Dust to Deliverance by Jessica DuLong

“Minutes after thick, gray smoke began spilling through the airplane-shaped hole in the World Trade Center’s North Tower, civilians caught in an act of war—some burned and bleeding, some covered with soot—had fled to the water’s edge, running until they ran out of land. Never was it clearer that Manhattan is an island.”

When terrorists took down the Twin Towers on September 11, 2001, frightened people crowded along the shores of Lower Manhattan. With the dust and fires spreading, no one knew if more attacks were coming. Chaos reigned.
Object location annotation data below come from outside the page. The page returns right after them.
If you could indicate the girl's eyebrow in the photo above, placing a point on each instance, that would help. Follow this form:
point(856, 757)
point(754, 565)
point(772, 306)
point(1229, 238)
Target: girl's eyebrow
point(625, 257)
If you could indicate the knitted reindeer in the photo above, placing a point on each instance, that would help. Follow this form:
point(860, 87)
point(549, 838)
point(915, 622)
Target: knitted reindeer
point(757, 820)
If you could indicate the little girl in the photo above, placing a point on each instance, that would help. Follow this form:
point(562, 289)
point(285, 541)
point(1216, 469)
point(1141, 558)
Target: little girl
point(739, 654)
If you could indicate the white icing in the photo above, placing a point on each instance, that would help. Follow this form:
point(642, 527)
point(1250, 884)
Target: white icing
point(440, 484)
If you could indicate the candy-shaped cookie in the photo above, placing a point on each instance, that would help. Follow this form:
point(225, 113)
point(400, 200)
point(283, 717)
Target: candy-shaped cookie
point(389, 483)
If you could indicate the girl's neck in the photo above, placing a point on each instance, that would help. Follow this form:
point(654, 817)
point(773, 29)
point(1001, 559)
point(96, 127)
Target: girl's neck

Dust to Deliverance is the gripping story of how the New York harbor maritime community converged spontaneously to deliver stranded commuters, residents, and visitors out of harm’s way. Even before the Coast Guard called for “all available boats,” ferries, charter yachts, dinner boats, tugs, and other vessels had raced across New York harbor to pick up passengers. In less than nine hours, they rescued nearly half a million people from Lower Manhattan, making this the largest waterborne evacuation in history.

Rooted in eyewitness accounts and written by a mariner who served at Ground Zero, Dust to Deliverance interweaves the personal stories of people saved that day with those who saved them, while revealing the inner workings of New York harbor and its close-knit community. This groundbreaking, minute-by-minute chronicle provides an unprecedented look at one of the most significant moments in American history. This human saga of compassion, triumph, and resilience reveals how tragedy creates new, often unlikely, alliances, even as it strengthens existing bonds. The book brings to light the resourcefulness and resounding human goodness that rise up in response to darkness, calamity, and turmoil.
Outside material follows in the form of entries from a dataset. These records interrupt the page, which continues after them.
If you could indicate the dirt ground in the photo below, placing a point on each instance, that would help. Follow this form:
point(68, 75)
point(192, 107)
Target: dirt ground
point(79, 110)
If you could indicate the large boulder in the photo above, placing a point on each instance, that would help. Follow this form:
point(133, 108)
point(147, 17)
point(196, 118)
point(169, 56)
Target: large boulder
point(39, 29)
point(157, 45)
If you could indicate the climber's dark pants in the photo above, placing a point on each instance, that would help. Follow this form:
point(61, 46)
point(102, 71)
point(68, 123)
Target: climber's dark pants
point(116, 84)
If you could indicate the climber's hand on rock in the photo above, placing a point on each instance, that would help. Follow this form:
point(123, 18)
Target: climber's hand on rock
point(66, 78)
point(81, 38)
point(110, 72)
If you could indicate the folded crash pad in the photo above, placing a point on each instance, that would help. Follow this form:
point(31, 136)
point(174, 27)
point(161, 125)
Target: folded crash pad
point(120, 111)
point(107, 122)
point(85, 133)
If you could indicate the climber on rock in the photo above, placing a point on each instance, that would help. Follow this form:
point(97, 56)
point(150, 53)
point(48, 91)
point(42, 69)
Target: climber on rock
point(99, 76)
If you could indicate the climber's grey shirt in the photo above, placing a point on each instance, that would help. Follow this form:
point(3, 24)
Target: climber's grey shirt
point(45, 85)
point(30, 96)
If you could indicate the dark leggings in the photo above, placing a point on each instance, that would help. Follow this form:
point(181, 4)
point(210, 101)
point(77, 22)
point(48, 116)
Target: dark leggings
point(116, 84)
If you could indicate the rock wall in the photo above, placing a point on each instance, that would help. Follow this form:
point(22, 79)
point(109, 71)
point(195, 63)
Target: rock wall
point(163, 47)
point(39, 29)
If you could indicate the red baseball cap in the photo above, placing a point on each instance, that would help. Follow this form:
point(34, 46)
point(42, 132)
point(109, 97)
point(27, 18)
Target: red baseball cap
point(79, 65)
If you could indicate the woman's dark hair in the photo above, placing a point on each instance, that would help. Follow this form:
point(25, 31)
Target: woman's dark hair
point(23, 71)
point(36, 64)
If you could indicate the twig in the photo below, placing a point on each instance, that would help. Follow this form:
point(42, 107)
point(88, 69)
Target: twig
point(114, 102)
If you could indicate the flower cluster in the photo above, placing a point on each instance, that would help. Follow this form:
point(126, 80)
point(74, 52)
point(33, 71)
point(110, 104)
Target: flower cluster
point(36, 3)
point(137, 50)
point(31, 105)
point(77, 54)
Journalist and historian Jessica DuLong is the author of My River Chronicles: Rediscovering the Work that Built America (Free Press, 2009), winner of the American Society of Journalists and Authors Outstanding Book Award for Memoir, 2010. Her writing has appeared in Newsweek International, Rolling Stone, Psychology Today, Newsday, and Maritime Reporter & Engineering News, among other publications. A Coast Guard-licensed merchant marine officer, DuLong serves as chief engineer of retired 1931 New York City fireboat John J. Harvey, a historic preservation project now operating as a living museum, which was called back into service on September 11.

For more on Jessica DuLong, please visit JessicaDuLong.com.
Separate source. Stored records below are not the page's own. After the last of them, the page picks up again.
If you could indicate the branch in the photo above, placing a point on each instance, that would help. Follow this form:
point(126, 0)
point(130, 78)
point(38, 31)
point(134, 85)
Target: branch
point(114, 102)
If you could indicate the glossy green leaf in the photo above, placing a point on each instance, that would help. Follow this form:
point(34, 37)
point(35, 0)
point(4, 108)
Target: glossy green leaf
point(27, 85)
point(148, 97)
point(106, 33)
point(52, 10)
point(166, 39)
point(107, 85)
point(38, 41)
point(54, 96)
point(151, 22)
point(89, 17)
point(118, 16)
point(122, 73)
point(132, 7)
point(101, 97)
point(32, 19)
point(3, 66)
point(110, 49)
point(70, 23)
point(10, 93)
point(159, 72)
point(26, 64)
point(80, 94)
My River Chronicles by Jessica DuLong

After journalist Jessica DuLong was laid off from her dot-com job, her life took an unexpected turn. A volunteer day aboard an antique fireboat, the John J. Harvey, led to a job in the engine room, where she found a taste of home she hadn’t realized she was missing. Working with the boat’s finely crafted machinery, on the waters of the storied Hudson, made her wonder what America is losing in our shift away from hands-on work. Her questions crystallized after she and her crew served at Ground Zero, where fireboats provided the only water available to fight blazes.
Vivid and immediate, My River Chronicles is a journey with an extraordinary guide—a mechanic’s daughter and Stanford graduate who bridges blue-collar and white-collar worlds, turning a phrase as deftly as she does a wrench. As she searches for the meaning of work in America, DuLong shares her own experiences of learning to navigate a traditionally male world, masterfully interweaving unforgettable present-day characters and events with four centuries of Hudson River history.

A celebration of craftsmanship, My River Chronicles is a deeply personal story of a unique woman’s discovery of her own roots—and America’s—that raises important questions about our nation’s future.

Jessica DuLong, a U.S. Coast Guard-licensed Merchant Marine Officer, is one of the world’s only female fireboat engineers. She’s also a journalist whose work has appeared in Newsweek International, Rolling Stone, Psychology Today, CosmoGIRL!, Parenting, Today’s Machining World, and Maritime Reporter & Engineering News, and other publications. Her passion for the Hudson River took shape at her post in the diesel exhaust-filled engine room of retired New York City Fireboat John J. Harvey, where temperatures climb to 130 degrees. The 1931 vessel, dubbed “Ambassador of the Hudson,” now operates as a living museum, offering free public trips around New York Harbor and an annual whistle-stop tour up the Hudson River, with DuLong at the engine-room controls.

On September 11, 2001, Fireboat John J. Harvey was called out of retirement to pump water at the World Trade Center site. The John J. Harvey’s civilian crew, including DuLong, pumped water alongside FDNY crews for four days. Later recognized in the Congressional Record for “ensuring constant smooth running of the engines” during her service in the days following the attacks, she was also immortalized as a character in Maira Kalman’s award-winning children’s book, FIREBOAT: The Heroic Adventures of the John J. Harvey, and featured in Ben Gibberd’s New York Waters. DuLong’s boating and writing worlds first collided with the publication of her essay “Below Decks” in the anthology Steady As She Goes: Women’s Adventures At Sea (Seal Press, 2003)–a piece that was singled out in Publishers Weekly as “stylish” and a “high point” of the collection.